Shark being tracked by GPS off coast of Carolinas captivates online fans

If not for the GPS device, no one would know she's here. A great white shark affectionately dubbed Mary Lee by scientists and adopted by thousands of online fans has been using the waters off North Carolina's coast as a private all-you-can-eat buffet.

There's no way of telling if many boaters or tourists have crossed currents with the celebrity shark that's as large and as heavy as a family sedan. Mary Lee's admirers are following her movements at a safe distance - by laptop, iPad and at the office.

Mary Lee is being tracked by a GPS-type device that provides real-time data as to her whereabouts. Dozens of great whites have been tracked this way, but none in the Atlantic, where they are rare, and their subaquatic habits are shrouded in mystery.
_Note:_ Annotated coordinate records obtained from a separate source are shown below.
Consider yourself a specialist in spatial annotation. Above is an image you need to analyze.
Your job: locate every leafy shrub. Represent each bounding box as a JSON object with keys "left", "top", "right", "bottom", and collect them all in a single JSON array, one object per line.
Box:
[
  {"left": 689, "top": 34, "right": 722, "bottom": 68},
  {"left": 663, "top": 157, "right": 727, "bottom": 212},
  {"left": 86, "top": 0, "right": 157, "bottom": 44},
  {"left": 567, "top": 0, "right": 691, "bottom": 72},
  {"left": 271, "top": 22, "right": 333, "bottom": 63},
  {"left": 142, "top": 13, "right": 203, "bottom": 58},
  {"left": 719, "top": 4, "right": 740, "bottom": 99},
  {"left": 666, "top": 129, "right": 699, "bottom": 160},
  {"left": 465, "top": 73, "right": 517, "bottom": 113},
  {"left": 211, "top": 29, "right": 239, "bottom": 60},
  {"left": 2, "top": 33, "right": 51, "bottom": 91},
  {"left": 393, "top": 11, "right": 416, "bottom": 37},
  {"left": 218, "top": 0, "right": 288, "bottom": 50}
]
Each time the shark's fin breaks the surface of the Atlantic Ocean, the $1,000 device bolted to its fin signals a satellite, and the shark's position appears on an online map. Some sharks rarely surface, but Mary Lee has come up more than 100 times, sometimes multiple times a day.

The string of dots she has left resembles a hurricane tracker, showing inexplicable stops, reversals, loops and sudden bursts.

Last ping: Tuesday at 9:08 a.m. EST, showing Mary Lee in a holding pattern - or is it a feeding frenzy? - just south of Myrtle Beach, S.C.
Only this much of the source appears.